AI is no longer a market for point solutions, but a systemic competition centered on infrastructure. (Hu Jiaqi, 2026)
This shift is visible in NVIDIA’s expanding scope. GPUs remain foundational, but they are no longer the center of gravity. Surrounding them is a rapidly growing architecture that includes high-bandwidth memory, hyperscale data centers, advanced cooling systems, high-speed interconnects, and increasingly, optical networking. These components are not independent. They are being integrated into what Huang has repeatedly described as “AI factories,” large-scale, continuously operating systems designed not simply to process information, but to produce intelligence at industrial scale. In this formulation, computing power is no longer a discrete capability. It is a coordinated system of energy, hardware, networks, and software, operating as a unified whole.
What makes this development analytically significant is not the technology itself, but the logic behind it. As AI moves from training to inference, and from experimentation to large-scale deployment, efficiency, cost, and system coordination become the binding constraints. The bottlenecks are no longer located within individual chips, but in the relationships between them: bandwidth, latency, energy consumption, and system orchestration. Competition is shifting away from isolated performance metrics toward system-level capability: the ability to define, build, and operate integrated infrastructure at scale.
This is precisely the level at which China has already been operating. Under the framework of Digital China, computing power has been reconceptualized as a form of New Type Infrastructure, to be planned, coordinated, and optimized across regions and sectors. Initiatives such as the National Unified Computing Power Network reflect a view of computing not as a market commodity, but as a strategic resource embedded within a larger system. The emphasis is not on maximizing individual components, but on achieving overall system efficiency through coordination, scheduling, and integration.
The key to this competition is no longer “who is stronger,” but “who can more efficiently define infrastructure.” (Hu Jiaqi, 2026)
From this perspective, NVIDIA’s evolution does not represent a divergence from China’s approach, but a convergence toward it.
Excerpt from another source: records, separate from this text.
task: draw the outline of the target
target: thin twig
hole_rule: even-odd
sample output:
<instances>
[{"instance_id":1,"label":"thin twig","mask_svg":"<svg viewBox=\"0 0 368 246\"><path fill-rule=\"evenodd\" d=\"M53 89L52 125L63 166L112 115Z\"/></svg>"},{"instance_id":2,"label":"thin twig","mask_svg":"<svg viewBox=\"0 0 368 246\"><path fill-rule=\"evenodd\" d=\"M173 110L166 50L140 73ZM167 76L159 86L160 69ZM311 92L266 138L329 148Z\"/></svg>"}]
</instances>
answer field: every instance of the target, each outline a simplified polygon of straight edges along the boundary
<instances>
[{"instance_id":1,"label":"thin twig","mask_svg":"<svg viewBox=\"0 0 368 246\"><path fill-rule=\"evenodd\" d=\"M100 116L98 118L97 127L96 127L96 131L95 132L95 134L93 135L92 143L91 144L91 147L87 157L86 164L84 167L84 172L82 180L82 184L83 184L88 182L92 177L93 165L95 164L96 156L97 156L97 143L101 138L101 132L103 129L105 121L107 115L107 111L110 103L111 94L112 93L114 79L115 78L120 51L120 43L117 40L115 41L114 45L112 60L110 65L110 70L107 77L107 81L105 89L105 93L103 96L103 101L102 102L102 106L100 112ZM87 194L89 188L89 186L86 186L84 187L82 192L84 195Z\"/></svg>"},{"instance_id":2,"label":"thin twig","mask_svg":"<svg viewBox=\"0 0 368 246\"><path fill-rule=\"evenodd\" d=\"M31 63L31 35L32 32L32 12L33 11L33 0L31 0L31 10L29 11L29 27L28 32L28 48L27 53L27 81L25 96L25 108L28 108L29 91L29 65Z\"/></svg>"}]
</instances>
The layered architecture described in NVIDIA’s public statements, spanning energy, compute, infrastructure, software, and applications, mirrors, in industrial form, the system-of-systems logic that underpins Digital China. What appears as a response to engineering constraints and market pressures reflects a deeper structural reality: that in the AI era, power resides not in components, but in systems.
The implications are significant. To define infrastructure is to shape cost structures, determine technical standards, and organize entire ecosystems of dependency and innovation. It is, in effect, to establish the operating environment within which all other actors must function. In this sense, the emerging competition over computing power is not simply technological or commercial. It is structural.
So has the AI industry studied Digital China and is now externalizing it? There is no evidence to support such a claim. A more grounded interpretation is that both sides are responding to the same underlying constraints of large-scale AI systems. Huang approaches the problem from the perspective of engineering and industrial optimization; Beijing approaches it through state planning and system governance. Yet both are converging on the same conclusion: that computing power must be organized as infrastructure, and that advantage lies in system-level integration rather than component-level performance.